City staff presented a prototype Measure U metrics dashboard to the Measure U Community Advisory Committee on Jan. 26, outlining program- and department-level spending and performance data for the period July 1–Sept. 30, 2025.
Ash, a city staff member managing the dashboard, said the tool uses "progressive disclosure" so users can drill from department totals into program-level metrics. He told commissioners the dashboard now adopts the city council's priorities—economic development, public safety and homelessness—labeling them as "categories" rather than the commission's earlier "priorities." "This dashboard is a working prototype for feedback and review. All data and information presented are preliminary and subject to change," Ash said.
The dashboard displayed $39,600,000 in Measure U-related funding spread across categories: about $25,500,000 for community response and roughly $14,100,000 for homelessness (staff identified those as the two largest category groupings shown on the screen). Ash demonstrated program details, including the Office of Community Outreach (reported as roughly $3.7 million in program value and an authorized 25 FTEs) and a first-quarter value of 20,663 cases opened during the reporting window.
Commissioners welcomed the interface but asked for clarifications about units, definitions and how to make the dashboard meaningful for residents and policy decisions. "If I go to this website, a normal person doesn't drill into it. They just say, 'Oh, Measure U is spending $14 million on homelessness,'" Commissioner Cook said, urging staff to surface aggregate measures that explain how category and program values relate.

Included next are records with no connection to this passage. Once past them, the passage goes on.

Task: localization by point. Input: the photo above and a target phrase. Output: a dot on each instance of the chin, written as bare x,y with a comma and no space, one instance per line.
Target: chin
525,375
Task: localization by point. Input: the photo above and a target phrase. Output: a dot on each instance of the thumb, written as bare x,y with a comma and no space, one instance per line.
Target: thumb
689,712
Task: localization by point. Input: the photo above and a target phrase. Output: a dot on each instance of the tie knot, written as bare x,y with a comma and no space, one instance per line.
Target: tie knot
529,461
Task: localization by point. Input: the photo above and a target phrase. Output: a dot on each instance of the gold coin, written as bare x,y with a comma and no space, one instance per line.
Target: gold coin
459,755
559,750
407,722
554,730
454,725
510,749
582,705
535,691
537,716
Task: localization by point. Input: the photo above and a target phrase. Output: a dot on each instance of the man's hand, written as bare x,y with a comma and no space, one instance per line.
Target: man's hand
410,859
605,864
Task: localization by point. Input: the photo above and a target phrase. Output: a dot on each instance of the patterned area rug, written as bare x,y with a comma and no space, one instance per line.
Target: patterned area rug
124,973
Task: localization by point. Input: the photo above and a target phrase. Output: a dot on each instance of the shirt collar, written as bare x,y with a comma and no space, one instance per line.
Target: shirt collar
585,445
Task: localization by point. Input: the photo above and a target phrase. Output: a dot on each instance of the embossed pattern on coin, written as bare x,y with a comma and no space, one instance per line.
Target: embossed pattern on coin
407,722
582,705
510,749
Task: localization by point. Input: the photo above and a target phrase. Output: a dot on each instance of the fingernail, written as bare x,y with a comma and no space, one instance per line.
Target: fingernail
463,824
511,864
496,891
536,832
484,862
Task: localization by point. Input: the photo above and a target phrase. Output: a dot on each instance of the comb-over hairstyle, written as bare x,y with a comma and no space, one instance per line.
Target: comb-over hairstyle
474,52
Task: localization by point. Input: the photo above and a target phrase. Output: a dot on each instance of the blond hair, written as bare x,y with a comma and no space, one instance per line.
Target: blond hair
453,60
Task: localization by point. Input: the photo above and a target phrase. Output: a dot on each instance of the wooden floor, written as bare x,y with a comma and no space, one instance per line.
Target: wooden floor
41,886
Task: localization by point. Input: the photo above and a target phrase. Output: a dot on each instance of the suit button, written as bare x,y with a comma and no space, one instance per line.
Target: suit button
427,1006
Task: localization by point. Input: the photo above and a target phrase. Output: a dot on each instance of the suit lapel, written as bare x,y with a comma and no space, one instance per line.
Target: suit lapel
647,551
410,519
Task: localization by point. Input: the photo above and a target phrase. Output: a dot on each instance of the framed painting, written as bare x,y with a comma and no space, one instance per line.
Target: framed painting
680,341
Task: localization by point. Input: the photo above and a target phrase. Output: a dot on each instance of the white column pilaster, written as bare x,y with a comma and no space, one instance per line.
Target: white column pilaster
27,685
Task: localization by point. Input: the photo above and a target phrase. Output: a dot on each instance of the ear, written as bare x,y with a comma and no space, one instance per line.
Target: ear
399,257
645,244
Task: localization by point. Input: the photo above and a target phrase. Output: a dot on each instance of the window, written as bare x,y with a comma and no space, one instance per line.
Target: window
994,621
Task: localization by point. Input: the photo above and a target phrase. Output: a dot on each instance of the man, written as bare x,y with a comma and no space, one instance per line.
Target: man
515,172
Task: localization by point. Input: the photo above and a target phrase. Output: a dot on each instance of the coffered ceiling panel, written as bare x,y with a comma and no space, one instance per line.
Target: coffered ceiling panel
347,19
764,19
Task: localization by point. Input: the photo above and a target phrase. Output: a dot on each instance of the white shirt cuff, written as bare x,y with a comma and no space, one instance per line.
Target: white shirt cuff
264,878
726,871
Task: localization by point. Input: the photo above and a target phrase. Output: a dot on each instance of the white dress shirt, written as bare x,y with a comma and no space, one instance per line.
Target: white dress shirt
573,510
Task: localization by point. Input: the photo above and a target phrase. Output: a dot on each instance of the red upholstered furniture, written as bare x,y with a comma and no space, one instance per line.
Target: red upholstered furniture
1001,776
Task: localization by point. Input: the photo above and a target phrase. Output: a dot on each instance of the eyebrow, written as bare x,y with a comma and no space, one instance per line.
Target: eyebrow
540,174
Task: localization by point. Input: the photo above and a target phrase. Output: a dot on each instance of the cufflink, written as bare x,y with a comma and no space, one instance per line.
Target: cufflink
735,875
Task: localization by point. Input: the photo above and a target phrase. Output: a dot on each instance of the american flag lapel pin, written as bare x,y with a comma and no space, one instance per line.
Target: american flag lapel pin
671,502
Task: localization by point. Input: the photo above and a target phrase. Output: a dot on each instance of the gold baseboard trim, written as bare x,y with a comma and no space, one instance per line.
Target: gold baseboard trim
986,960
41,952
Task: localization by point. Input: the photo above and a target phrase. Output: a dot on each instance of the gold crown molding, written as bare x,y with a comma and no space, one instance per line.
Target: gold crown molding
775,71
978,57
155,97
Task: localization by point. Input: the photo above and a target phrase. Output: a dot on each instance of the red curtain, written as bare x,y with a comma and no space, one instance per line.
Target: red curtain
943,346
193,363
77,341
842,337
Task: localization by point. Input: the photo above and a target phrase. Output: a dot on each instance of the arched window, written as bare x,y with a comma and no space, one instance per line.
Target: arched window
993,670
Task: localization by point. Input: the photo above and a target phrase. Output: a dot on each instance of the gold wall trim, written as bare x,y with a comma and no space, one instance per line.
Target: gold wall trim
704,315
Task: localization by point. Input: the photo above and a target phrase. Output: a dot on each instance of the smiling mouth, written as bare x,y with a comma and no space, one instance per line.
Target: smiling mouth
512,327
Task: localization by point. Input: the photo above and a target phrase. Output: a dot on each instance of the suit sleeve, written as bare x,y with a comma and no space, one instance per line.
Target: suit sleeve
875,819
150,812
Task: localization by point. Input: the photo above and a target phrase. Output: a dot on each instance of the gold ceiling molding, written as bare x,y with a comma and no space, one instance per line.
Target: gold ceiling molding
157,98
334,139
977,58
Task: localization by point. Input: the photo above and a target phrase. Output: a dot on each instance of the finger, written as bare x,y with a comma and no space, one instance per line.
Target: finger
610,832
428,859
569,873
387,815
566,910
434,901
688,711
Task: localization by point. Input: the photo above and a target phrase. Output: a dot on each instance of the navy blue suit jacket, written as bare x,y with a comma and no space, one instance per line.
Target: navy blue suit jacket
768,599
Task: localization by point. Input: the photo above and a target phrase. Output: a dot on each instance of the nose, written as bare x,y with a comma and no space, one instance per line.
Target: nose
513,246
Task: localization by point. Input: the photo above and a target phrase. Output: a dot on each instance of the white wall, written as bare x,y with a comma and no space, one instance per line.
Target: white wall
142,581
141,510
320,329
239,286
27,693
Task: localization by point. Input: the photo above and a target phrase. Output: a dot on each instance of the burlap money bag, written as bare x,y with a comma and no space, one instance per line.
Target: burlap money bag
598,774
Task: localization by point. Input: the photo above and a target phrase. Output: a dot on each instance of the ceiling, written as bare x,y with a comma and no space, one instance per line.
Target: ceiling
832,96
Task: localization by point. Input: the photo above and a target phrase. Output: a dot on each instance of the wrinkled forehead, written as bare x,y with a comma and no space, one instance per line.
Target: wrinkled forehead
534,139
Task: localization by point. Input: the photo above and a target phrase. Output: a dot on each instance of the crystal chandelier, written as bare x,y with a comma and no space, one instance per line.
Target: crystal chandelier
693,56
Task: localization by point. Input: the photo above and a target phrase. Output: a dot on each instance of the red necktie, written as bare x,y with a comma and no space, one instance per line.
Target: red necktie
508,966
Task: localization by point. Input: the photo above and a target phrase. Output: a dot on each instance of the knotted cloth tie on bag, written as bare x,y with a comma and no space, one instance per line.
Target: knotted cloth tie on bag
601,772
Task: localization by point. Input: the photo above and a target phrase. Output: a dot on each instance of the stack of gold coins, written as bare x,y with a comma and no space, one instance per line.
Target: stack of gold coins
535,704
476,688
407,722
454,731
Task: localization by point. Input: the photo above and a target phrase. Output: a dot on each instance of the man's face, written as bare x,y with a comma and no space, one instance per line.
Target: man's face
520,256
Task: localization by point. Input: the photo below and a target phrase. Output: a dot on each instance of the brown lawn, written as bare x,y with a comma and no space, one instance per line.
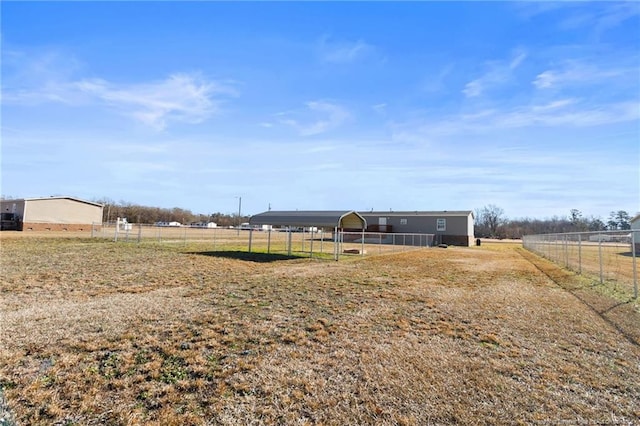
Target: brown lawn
96,332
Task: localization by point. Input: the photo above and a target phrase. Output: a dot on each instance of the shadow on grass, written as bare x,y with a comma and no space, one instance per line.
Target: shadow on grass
249,257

Cook pressed for a way to estimate the "cost per encounter"—for example, dividing a category budget by a program metric to produce a per-unit cost. Ash cautioned that a simple division risks misleading results unless program boundaries, overlapping services, and outside funding (including state grants) are accounted for. "We have to also account for all of these other metrics and there may be other programs that are specifically addressing those objectives," Ash said, noting that state funding and grant offsets complicate a straightforward per-unit calculation.
Commissioners also flagged missing metric definitions and inconsistent calculations of "FTE as a percent of budget." Ash acknowledged gaps in metric descriptions and said some metric frequencies (quarterly vs. weekly) differ by program; he pointed commissioners to a weekly homelessness dashboard (homeless.safesacramento.org) for more granular case-open/close counts and to inform future improvements.
The commission asked staff to provide: clearer labels for "value" and units; a glossary of metric definitions; program-level metrics in addition to department-level aggregates; and options for showing open versus closed cases. Staff agreed to gather the feedback, to refine metric definitions with the new city manager's performance framework, and to bring an updated dashboard to a future meeting.
The broader goal, commissioners said, is to convert the new interface into a tool that supports budget recommendations and public outreach. "The goal here was to get feedback," Ash said, adding that staff will continue to refine the dashboard based on commissioner input and additional quarterly data.